Eighty years after the liberation of the Auschwitz-Birkenau extermination camp, kosher food and prayers are returning to the nearby town of Oświęcim.
The Jewish center in Oświęcim announced ready-made kosher food packages that will be offered to visitors at the center immediately after Passover and ahead of Holocaust Remembrance Day, which will be observed on April 23. The kosher food packages will be offered at a low price to visitors, including tens of thousands of participants in the “March of the Living” who will arrive at Auschwitz on April 24. The Jewish center will also offer organized prayers for visitors at the extermination camp starting on Holocaust Remembrance Day.
The Jewish center in Oświęcim opened in 2000 and has since been visited by over 800,000 people.
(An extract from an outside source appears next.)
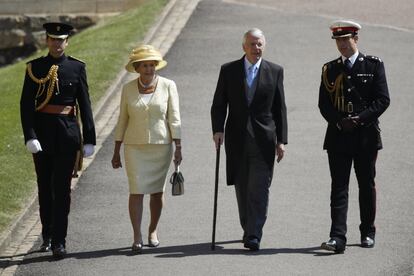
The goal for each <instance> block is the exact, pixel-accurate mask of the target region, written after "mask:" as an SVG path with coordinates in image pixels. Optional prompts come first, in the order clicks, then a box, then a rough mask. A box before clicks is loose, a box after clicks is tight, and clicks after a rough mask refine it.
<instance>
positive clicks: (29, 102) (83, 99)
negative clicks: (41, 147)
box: [20, 55, 96, 153]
The chair of the Jewish center in Oświęcim, Simon Bergson, told the news agency JTA that “the opening of the first kosher franchise in the city after the war was a natural step, ensuring that kosher-observant visitors can pray in our synagogue while enjoying a kosher meal at the same time.”
Jews who visited the Auschwitz extermination camp have had to ensure they eat kosher themselves or rely on catering from the city of Krakow, which is over an hour’s drive from the extermination camp.
Before the outbreak of World War II, Oświęcim was a town with a vibrant Jewish community, synagogues, and kosher restaurants. Today, one Jewish person lives in the town, Hila Weiss-Gott, who moved to Oświęcim in 2023 with her Polish husband.